Fact: To understand how a facility can afford to offer a procedure for such a low cost, you need to know what they do in order to make that economically feasible. Do the vets volunteer their time? Do they skip items like intravenous catheters, inhalant anesthesia, or post operative pain medications? If it’s the choice between having it done and not having it done, many people are fine with that. But in my clinic, if I’m taking a pet under my care, I feel obligated to do the procedure as safely as I can, and that involves pricier things like blood pressure monitoring and post-operative opiods. That’s expensive.
Not to say some low cost clinics don’t offer those things- they might. But many don’t, and it’s good to know what you’re signing up for.
Myth: Low cost = poor care.
Fact: Not necessarily. In fact, most of the low cost places I know in our area staff their clinics with the best vets. You have to be a good surgeon to complete that volume of surgery in a short amount of time. Less experienced vets are slower in surgery. They just are.
Many of these places subsidize their cost through fundraising and grants. I worked at a clinic that accepted county vouchers for $80 spays, and also performed spays for clients for the real cost of $250. The pets received the exact same high quality care with gas anesthesia, IV catheters, and dedicated monitoring, but one group received a subsidized cost. It was a 24 hour clinic that utilized the downtime by having the vet do those subsidized procedures at 2 am when nothing else was going on.

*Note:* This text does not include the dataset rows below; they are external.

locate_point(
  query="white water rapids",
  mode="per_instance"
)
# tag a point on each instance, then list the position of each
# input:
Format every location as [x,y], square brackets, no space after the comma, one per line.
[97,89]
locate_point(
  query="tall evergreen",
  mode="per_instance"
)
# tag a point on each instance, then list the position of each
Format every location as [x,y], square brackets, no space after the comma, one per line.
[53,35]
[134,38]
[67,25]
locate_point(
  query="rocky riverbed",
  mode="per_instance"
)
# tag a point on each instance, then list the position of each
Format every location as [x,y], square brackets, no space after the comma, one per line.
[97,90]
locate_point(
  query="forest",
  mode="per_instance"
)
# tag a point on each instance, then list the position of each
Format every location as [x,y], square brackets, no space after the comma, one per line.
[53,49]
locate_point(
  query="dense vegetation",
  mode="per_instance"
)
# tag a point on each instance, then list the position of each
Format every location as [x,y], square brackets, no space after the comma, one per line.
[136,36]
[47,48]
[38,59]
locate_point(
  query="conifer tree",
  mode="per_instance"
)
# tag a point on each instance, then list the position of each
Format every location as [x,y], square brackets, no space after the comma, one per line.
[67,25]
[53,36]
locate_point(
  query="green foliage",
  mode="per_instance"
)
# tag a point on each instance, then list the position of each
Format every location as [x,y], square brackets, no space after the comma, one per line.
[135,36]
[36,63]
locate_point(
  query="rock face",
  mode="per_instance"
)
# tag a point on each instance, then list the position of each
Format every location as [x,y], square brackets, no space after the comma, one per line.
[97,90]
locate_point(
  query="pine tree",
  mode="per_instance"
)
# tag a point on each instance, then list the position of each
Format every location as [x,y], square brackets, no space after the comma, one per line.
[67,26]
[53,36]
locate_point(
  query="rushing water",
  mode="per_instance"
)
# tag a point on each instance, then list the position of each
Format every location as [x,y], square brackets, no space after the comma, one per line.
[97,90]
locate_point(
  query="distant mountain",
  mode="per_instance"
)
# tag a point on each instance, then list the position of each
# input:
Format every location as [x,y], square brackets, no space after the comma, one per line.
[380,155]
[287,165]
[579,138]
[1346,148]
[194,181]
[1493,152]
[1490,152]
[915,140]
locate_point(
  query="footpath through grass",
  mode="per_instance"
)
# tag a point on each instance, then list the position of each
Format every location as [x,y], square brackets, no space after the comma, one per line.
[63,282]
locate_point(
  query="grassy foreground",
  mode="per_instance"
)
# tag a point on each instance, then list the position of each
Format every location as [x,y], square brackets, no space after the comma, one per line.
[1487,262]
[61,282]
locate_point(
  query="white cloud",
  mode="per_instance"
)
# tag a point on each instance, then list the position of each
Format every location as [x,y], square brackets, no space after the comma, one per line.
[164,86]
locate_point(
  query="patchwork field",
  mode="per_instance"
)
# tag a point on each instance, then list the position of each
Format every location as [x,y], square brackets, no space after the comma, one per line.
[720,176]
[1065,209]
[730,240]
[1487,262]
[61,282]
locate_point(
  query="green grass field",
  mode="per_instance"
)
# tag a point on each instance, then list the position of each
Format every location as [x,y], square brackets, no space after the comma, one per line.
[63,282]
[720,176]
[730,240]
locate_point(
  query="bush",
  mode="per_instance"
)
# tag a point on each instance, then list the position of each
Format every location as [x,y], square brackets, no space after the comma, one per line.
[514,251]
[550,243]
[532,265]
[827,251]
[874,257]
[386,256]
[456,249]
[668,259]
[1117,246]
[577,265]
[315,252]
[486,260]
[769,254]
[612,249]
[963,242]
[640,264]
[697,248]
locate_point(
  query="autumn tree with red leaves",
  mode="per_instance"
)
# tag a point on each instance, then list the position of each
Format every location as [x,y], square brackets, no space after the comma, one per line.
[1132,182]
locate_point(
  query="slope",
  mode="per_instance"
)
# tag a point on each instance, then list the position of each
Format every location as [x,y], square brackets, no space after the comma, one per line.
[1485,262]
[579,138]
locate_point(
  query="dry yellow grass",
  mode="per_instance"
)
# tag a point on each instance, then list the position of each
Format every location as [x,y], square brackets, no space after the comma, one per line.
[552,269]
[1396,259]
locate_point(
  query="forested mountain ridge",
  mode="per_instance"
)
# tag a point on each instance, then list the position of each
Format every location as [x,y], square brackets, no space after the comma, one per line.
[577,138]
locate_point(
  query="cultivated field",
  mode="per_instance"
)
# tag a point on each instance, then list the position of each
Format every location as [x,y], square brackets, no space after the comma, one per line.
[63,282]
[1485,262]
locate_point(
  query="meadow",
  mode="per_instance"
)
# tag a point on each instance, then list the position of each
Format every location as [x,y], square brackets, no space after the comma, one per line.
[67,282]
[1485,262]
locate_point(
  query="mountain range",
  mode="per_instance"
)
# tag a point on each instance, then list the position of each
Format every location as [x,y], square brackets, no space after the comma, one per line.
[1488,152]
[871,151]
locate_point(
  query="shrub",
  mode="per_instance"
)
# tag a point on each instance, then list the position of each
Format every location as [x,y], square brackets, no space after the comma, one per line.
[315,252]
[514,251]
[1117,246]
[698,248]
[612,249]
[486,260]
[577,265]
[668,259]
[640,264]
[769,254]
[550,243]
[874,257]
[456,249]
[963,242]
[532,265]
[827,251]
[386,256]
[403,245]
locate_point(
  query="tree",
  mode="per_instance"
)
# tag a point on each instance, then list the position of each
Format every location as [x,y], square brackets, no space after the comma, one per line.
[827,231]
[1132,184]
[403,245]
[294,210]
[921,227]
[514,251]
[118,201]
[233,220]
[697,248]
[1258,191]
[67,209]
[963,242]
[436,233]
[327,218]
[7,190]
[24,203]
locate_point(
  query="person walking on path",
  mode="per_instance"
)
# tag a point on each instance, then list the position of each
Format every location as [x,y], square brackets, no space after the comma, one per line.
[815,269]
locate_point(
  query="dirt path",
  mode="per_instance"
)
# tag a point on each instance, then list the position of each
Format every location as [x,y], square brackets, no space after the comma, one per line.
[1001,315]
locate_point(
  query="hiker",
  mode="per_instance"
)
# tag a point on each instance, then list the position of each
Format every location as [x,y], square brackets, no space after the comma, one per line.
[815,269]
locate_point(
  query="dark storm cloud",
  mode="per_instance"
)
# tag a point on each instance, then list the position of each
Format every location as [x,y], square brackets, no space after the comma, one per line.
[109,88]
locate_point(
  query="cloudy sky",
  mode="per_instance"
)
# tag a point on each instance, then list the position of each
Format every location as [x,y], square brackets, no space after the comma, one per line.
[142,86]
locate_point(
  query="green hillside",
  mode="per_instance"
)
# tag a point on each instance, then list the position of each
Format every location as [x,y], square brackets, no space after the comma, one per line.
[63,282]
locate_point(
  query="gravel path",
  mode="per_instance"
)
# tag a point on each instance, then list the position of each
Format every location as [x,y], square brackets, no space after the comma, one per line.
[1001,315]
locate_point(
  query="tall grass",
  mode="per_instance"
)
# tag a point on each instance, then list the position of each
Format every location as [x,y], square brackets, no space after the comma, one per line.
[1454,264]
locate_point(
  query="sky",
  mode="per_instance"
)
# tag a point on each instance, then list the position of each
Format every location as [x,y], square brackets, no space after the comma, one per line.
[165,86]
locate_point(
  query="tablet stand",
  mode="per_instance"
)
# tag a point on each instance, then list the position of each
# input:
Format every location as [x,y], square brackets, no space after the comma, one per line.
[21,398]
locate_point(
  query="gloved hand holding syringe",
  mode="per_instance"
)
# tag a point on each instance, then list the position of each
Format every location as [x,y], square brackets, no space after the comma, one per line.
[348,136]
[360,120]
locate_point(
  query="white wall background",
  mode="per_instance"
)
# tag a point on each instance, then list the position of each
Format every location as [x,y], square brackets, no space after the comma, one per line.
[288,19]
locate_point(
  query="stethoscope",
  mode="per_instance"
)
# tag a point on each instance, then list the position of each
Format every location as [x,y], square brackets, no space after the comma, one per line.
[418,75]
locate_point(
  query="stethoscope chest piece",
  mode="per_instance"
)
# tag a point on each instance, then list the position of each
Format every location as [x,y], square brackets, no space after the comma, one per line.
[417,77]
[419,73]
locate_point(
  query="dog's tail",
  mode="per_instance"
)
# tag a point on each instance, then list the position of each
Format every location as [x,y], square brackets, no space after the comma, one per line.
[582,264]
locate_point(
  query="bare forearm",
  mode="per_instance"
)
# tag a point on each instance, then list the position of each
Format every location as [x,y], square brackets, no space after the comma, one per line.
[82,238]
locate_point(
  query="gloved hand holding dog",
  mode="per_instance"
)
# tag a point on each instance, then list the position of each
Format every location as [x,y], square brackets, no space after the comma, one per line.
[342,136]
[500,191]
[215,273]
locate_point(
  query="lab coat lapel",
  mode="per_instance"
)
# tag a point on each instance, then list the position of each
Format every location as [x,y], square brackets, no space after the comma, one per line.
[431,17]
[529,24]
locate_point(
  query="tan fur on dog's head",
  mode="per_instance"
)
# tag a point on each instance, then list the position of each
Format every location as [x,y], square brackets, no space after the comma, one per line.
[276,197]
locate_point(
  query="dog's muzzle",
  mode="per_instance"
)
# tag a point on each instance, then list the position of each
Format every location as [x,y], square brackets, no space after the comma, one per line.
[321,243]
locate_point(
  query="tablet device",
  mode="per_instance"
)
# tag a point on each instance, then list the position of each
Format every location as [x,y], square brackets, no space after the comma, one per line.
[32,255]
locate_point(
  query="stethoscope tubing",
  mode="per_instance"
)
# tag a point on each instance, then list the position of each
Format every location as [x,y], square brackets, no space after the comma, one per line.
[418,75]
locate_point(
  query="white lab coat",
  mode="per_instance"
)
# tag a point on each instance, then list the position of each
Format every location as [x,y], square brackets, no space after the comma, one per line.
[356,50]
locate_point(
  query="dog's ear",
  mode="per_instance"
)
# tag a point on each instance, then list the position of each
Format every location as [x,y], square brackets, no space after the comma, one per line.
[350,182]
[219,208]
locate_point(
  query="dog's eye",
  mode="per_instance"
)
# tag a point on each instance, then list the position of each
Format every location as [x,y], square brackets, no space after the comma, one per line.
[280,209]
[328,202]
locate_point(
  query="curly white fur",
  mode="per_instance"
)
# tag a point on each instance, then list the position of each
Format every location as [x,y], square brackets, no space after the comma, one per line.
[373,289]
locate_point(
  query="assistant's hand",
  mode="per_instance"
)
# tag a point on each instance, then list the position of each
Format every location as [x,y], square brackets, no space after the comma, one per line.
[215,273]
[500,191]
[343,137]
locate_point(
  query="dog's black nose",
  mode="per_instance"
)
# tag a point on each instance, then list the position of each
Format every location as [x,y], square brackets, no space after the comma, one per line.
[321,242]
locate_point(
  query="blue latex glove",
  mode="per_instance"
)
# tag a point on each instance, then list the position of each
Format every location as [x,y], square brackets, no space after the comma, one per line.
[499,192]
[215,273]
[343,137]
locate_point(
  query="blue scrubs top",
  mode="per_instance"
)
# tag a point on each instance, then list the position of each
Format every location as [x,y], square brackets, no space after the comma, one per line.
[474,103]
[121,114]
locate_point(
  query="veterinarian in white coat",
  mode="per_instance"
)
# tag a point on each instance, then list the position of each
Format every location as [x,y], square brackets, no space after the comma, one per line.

Myth: Complication rates are higher at low cost facilites.
Fact: Not necessarily. I don’t know of any specific data to show this one way or the other. It’s not about the rate of complications so much as what happens if there is a complication. If a pet has an adverse reaction to anesthesia- something that can’t be predicted- does the facility have the staff and resources to provide emergency care?
When your pet goes home that night and chews out the sutures, who do you call? If your pet licks the incision and it gets infected, who covers the cost of the antibiotics? Much of the time, owners are on their own.
The truth is, low-cost facilities perform an important service for people who cannot afford the more traditional costs associated with such a complicated procedure. They do this in a variety of ways, and for that I am glad. But that doesn’t mean a traditional clinic can take advantage of those same cost cutting measures and still stay solvent. It’s comparing apples and oranges.
So who should pay?
The one continuing refrain I always hear in these arguments, and this is the one that really gets to me, is “vets owe it to the community to take a bath on pricing, because they love pets/overpopulation is a big problem/the economy stinks.”
Now, it’s nice when vets offer their services at a discount- and trust me, every vet I know eats costs left and right for things they really shouldn’t because we feel badly and want to help. But is it an obligation? Many children suffer from a lack of proper dental care, but no one seems to be beating up on their local dentist for not doing more (nor should they.) Grocery stores aren’t lambasted for not giving food away to needy families. It’s easy to point fingers at the obvious target when someone can’t afford what they need, but there is a limit to what any one person or business can do. If there are no profits, there is no clinic.
One emergency facility I worked at had a list in the office of places people could call to ask for financial assistance for their pet. As the vet in charge of the case, I was in charge of helping people fund their care. I spent hours helping people try to find funds, and nine times out of ten instead of being happy, those people would be angry that they weren’t getting more. I consider myself a compassionate person, but I have to be honest: over time this sort of thing can burn a person out. It just does.
Low cost spay/neuter clinics have their place, and they do good work. I am glad they are there. But I could do without the idea that the provision of veterinary care is a right to all owners upon request, and an obligation of the provider to give said care without expectation of being paid a fair wage. The burden of care, at the end of the day, must lie with the owner.
What do you think? Have you ever used (or those in the field, worked at) a low cost clinic? Think it’s equivalent to a standard clinic?